At the same time, there is good reason to question the final demand follow-through to the US inventory dynamic. In my opinion, earnings-battered Corporate America remains very much focused on cost cutting, likely to take further actions that would continue to restrain capital spending and hiring. The macro feedback effects of such restraint should intensify pressure on the US economy’s income-generating capacity -- spreading macro vulnerability to the heretofore resilient American consumer. This, of course, underscores the possibility of the double dip or the anemic recovery, either of which would prolong America’s deflationary perils.
Against this backdrop, why would central banks tighten at all over the foreseeable future? Recently, our US team pushed out its view of an August Fed tightening. For what it’s worth, as a card-carrying double dipper, I wouldn’t be surprised if the next move of the Federal Reserve was to ease. Indeed, I would currently ascribe as much as a 40% probability to just such a policy adjustment -- roughly consistent with the same probability that I would now pace on the dreaded double dip between now and the end of this year. In my view, the combination of a rapidly spreading Latin currency crisis, heightened geopolitical tensions, and another sharp downdraft in US equity markets reinforces the possibility of such a Fed surprise. For many of the same reasons, but with the added complication of a strengthening euro, I also find it hard to believe that the European Central Bank will tighten in this climate. That conclusion stands in contrast with our official view that still calls for an ECB tightening on 4 July.

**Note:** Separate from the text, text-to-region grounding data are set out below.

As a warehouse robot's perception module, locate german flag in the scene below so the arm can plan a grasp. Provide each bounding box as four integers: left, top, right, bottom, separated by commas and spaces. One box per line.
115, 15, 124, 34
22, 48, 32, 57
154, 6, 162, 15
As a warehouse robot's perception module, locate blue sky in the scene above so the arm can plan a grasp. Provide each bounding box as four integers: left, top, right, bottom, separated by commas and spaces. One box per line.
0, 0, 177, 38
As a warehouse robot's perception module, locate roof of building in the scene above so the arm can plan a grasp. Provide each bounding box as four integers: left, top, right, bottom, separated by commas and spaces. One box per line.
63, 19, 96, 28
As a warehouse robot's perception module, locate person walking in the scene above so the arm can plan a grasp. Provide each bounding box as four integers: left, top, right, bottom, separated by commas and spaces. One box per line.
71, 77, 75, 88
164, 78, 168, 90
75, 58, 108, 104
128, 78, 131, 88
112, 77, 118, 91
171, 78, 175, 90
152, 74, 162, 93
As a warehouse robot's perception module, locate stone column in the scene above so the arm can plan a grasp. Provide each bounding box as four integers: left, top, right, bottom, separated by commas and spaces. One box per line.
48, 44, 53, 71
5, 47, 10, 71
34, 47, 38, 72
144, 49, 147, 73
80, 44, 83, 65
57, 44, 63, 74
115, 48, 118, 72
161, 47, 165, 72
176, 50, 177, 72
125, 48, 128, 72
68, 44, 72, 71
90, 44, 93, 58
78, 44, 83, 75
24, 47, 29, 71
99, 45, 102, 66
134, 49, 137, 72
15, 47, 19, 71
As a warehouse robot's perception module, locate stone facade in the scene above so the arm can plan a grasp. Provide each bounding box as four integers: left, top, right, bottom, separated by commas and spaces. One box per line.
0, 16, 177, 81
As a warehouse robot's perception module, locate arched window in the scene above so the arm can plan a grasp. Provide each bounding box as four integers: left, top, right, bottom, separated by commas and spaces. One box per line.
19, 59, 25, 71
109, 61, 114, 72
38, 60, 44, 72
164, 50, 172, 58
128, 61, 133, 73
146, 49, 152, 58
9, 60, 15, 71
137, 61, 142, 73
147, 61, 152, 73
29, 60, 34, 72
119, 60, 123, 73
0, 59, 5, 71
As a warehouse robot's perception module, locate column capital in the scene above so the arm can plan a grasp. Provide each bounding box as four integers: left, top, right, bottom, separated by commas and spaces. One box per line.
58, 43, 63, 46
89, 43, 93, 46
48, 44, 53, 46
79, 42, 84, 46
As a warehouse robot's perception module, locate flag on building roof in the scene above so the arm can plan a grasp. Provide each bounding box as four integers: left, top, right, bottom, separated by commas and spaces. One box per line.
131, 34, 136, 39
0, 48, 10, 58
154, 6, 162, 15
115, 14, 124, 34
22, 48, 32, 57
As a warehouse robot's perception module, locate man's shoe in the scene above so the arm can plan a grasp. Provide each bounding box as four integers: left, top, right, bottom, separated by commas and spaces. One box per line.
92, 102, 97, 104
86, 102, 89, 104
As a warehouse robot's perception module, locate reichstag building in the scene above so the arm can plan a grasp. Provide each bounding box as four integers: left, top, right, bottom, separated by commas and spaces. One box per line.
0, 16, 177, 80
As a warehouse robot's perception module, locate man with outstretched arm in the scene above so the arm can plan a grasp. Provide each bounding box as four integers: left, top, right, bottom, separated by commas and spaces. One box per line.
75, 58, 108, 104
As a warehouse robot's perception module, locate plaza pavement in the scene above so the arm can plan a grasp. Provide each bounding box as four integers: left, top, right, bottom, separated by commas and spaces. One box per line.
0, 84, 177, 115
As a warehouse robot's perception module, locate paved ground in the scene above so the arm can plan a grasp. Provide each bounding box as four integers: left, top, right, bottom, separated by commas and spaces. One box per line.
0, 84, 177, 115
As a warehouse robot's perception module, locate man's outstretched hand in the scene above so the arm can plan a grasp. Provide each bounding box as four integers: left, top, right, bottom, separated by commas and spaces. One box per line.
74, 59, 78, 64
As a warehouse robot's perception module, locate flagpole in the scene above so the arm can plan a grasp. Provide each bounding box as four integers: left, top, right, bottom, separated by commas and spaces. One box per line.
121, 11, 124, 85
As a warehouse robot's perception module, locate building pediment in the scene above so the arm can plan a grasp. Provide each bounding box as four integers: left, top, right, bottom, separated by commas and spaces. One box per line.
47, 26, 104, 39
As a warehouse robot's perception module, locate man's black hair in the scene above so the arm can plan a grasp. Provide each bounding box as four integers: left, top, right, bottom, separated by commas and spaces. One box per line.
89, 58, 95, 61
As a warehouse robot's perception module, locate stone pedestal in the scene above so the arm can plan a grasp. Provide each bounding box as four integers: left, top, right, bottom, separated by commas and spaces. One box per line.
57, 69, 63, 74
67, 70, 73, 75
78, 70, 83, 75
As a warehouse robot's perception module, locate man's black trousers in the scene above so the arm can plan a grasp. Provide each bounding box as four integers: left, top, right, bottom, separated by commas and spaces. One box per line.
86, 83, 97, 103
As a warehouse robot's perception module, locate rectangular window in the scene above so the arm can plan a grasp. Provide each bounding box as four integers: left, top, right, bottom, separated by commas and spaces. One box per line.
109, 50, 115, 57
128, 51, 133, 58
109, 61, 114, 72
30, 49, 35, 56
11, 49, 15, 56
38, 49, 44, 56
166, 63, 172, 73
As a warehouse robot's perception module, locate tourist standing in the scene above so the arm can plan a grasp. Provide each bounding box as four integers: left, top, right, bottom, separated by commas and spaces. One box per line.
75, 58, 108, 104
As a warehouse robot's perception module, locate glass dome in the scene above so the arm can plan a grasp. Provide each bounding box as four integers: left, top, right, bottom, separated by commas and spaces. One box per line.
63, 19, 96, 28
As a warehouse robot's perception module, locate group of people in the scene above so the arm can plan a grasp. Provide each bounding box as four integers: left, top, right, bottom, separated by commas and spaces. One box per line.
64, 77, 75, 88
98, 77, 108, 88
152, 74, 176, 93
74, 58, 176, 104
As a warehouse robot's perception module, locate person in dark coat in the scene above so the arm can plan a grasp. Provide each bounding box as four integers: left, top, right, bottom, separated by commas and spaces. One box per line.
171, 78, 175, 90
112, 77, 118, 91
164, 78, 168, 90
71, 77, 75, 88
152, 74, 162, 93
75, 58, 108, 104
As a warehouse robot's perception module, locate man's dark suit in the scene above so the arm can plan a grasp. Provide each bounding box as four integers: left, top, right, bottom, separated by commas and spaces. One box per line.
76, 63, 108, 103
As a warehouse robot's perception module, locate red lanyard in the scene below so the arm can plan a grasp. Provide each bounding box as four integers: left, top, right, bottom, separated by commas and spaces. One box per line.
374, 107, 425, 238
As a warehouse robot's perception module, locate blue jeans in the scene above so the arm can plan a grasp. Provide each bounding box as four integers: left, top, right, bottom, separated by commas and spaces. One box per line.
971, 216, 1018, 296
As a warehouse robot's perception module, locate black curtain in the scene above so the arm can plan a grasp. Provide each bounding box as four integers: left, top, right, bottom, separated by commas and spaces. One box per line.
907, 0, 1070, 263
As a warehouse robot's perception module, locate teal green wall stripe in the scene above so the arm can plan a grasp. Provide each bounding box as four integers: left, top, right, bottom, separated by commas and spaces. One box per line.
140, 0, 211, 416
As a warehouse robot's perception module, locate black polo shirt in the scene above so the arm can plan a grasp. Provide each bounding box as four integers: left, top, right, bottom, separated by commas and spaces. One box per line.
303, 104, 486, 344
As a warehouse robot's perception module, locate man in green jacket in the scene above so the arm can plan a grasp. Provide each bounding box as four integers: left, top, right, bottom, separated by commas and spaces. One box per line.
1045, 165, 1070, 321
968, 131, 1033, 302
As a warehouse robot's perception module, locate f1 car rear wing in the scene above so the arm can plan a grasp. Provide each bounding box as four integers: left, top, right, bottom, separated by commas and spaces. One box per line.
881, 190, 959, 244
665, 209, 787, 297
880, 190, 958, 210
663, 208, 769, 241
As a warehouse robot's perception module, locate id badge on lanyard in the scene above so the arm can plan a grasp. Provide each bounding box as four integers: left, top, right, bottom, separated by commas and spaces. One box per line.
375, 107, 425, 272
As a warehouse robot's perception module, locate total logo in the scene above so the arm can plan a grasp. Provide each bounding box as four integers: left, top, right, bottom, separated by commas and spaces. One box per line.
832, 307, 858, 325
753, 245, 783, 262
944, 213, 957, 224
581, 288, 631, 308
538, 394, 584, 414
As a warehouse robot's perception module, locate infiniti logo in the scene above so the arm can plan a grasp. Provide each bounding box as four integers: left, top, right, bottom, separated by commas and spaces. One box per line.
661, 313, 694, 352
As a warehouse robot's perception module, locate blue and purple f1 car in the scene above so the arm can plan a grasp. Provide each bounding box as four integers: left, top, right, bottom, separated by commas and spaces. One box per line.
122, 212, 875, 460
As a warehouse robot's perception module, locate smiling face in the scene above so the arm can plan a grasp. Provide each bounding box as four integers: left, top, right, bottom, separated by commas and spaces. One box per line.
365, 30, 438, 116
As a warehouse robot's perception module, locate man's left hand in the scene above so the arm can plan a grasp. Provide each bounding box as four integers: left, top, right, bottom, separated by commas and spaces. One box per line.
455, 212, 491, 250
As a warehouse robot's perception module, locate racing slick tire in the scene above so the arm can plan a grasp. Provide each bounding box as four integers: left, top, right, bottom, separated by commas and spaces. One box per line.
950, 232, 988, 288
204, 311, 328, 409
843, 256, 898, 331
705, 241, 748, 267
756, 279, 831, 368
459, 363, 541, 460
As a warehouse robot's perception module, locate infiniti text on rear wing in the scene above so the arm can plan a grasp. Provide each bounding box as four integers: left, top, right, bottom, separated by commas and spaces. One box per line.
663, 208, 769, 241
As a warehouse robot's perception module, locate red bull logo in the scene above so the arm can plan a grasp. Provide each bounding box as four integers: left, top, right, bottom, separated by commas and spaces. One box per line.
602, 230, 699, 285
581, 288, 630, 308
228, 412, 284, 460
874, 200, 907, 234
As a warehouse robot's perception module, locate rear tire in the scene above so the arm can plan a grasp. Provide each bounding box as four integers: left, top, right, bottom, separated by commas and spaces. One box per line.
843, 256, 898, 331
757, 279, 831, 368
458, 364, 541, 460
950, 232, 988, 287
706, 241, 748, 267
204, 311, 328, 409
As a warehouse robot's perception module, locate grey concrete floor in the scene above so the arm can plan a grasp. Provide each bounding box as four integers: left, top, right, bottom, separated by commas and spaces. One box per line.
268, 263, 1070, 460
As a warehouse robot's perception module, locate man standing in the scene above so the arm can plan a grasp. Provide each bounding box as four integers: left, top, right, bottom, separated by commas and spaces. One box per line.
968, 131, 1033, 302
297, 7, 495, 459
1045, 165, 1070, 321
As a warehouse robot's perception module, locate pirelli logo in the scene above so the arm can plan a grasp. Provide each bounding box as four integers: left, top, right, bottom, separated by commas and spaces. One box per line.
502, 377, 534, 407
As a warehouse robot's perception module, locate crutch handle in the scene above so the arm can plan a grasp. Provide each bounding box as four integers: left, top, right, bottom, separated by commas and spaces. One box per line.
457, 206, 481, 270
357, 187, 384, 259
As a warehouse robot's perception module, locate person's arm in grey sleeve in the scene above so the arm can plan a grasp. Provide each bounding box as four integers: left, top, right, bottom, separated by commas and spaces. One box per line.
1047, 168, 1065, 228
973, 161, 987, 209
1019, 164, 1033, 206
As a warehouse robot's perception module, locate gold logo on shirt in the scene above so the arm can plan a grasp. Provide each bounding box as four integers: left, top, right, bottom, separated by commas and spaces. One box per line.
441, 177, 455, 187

All this represents a rude awakening for the once proud Federal Reserve. Yet it didn’t have to end this way. Alan Greenspan was well ahead of the curve in December 1996 when he pondered the perils of "irrational exuberance." But by failing to follow through on this warning and then by adding fuel to the mania through his steadfast support of the "new economy," the great moral-hazard play was on with a vengeance. Few could resist -- long-term investors and speculators alike. Sadly, the rest is now history. But it’s a history that could well have more painful lessons to offer -- those of central banks that end up "pushing on a string" in the aftermath of an asset bubble. Just as the Bank of Japan has had to struggle with this painful reality over the past decade, the Fed may find it exceedingly difficult to gain policy traction in the years ahead. And so the era of the omnipotent central banker may have drawn to a close.
In the meantime, the state of play in world financial markets is shaping up as the mirror image of the 1990s. The fall of the once mighty dollar and a whiff of deflation have the potential to turn the world inside out. Engaging in hand-to-hand combat over the weekly gyrations in the markets and the economy does this debate a real disservice, in my view. There are far bigger issues to face up to. You can’t tell the new forest by looking at the old trees.